Aug 30, 2017 at 6:00 am
Danielle Macdonald​ has a dream .... and a hip-hop song on her heart.
Danielle Macdonald​ has a dream .... and a hip-hop song on her heart. ​C​OURTESY OF JEONG PARK. © 2017 T​WENTIETH CENTURY FOX FILM CORPORATION

There are few surprises to be found in Patti Cake$, a predictable, eager-to-please movie with a soft heart wrapped in a tough veneer. It's a familiar fairy tale, the story of a young artist struggling to outwit those who scoff at her dreams and rise above her humble origins. Setting such a story in the world of contemporary music can be tricky — its success, perhaps, heavily determined by the musical genre in question. Sometimes you get Purple Rain or The Harder They Come; more often you get Cool as Ice.

Patricia Dombrowski is played by Australian actress Danielle Macdonald, whose breakout performance is the best thing about the film. She's an overweight young woman stuck in a dreary corner of New Jersey, a dingy world where ambition is ridiculed and the town's major cultural attraction is karaoke night at the dive bar where she works. It's a post-suburban ghost town used by writer-director Geremy Jasper to create a kind of underclass exploitation film, a place where every sink overflows with dishes and some unspoken law evidently prohibits anyone from emptying an ashtray.

Patti shares an overcrowded house with her hard-drinking mother (Bridget Everett) and her ailing grandmother Nana (Cathy Moriarty channeling the voice of one of Bart Simpson's aunts).
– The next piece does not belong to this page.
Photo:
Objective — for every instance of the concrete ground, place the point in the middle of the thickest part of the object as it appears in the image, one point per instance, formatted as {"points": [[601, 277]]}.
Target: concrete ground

In her dreams, though, she's Killa P, living in luxury and following the lead of the hometown hero, a rapper named O-Z.

Macdonald is transcendent in the title role. - C​OURTESY OF JEONG PARK.  © 2017 T​WENTIETH CENTURY FOX FILM CORPORATION
C​OURTESY OF JEONG PARK. © 2017 T​WENTIETH CENTURY FOX FILM CORPORATION
Macdonald is transcendent in the title role.

Patti wants nothing more than to escape from her blighted environment, even if O-Z still lives there, curiously, despite representing the success she craves. But she has no outlet for her rhyming skills until she and her friend Jheri (Siddharth Dhananjay) meet a reclusive musician who performs under the name Basterd the Antichrist. Basterd, who sports multiple piercings and a fright-show contact lense in one eye, lives in a shack next to the cemetery. The home's decor is late Hot Topic horror, but it happens to have recording equipment. He reluctantly joins Patti and Jheri (and Nana, who has tagged along) in forming PBNJ. You know the rest: Will Killa P and her friends overcome obstacles to get radio play and make it to the big talent show?
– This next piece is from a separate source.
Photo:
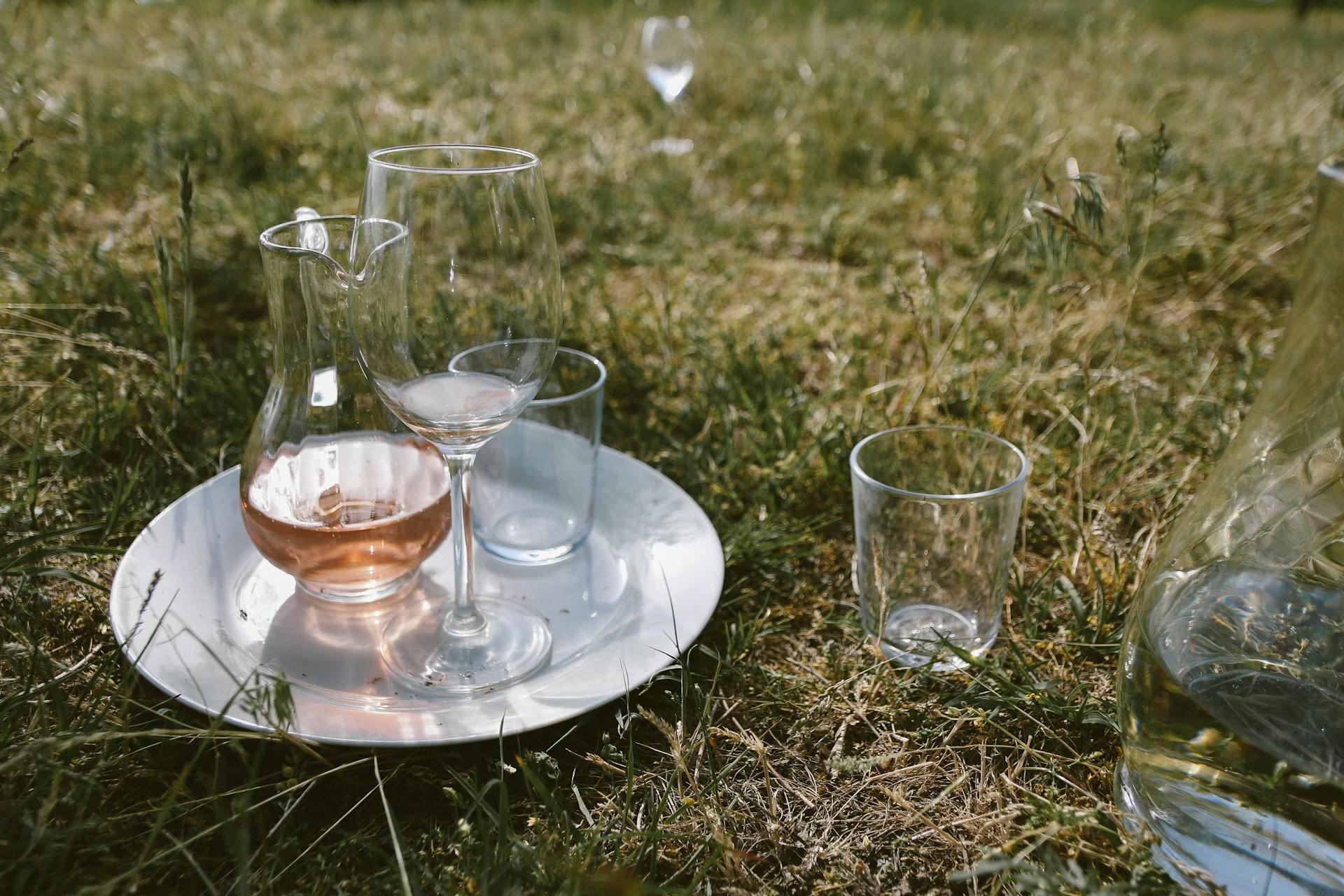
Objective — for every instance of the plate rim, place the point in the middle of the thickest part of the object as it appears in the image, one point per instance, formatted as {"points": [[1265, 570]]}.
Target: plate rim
{"points": [[521, 726]]}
Making his feature debut, Jasper, whose previous filmography includes music videos for Selena Gomez and Florence + the Machine, has crafted his film for those with short attention spans. Any idea that takes more than two shots or four seconds is avoided. Even as unsurprising as the various narrative resolutions are, the director plays it safe by packing nearly every emotional payoff into a single sequence. It's like a caricature of what people call a feel-good movie — perhaps if your idea of feeling good is binging on comfort food.

The film seems crafted for short attention spans. - ​C​OURTESY OF JEONG PARK.  © 2017 T​WENTIETH CENTURY FOX FILM CORPORATION
​C​OURTESY OF JEONG PARK. © 2017 T​WENTIETH CENTURY FOX FILM CORPORATION
The film seems crafted for short attention spans.

But what are we supposed to feel good about? Patti Cake$ is a fantasy in which wishes are fulfilled without much effort or explanation. (Although Patti is frequently shown writing lyrics in a notebook, when she actually starts recording, Jasper falls back on the movie cliche in which any creative work is seen as simply a combination of improvisation and happy accidents.) The film presents its heroine as simultaneously street-wise and thin-skinned, destroying a rival rapper with a string of raunchy insults, but still getting her feelings hurt when the same rapper calls her "Dumbo."

Patti Cake$ sentimentalizes its characters even as it revels in a kind of pseudo-sordidness. Patti is tough but sensitive, in-your-face crass (her lyrics are 60 percent aggressive self-aggrandizement, 40 percent recycled porn imagery) but lovably sincere. Despite Macdonald's assured performance, her director has neither the skill or the interest to make either pose convincing.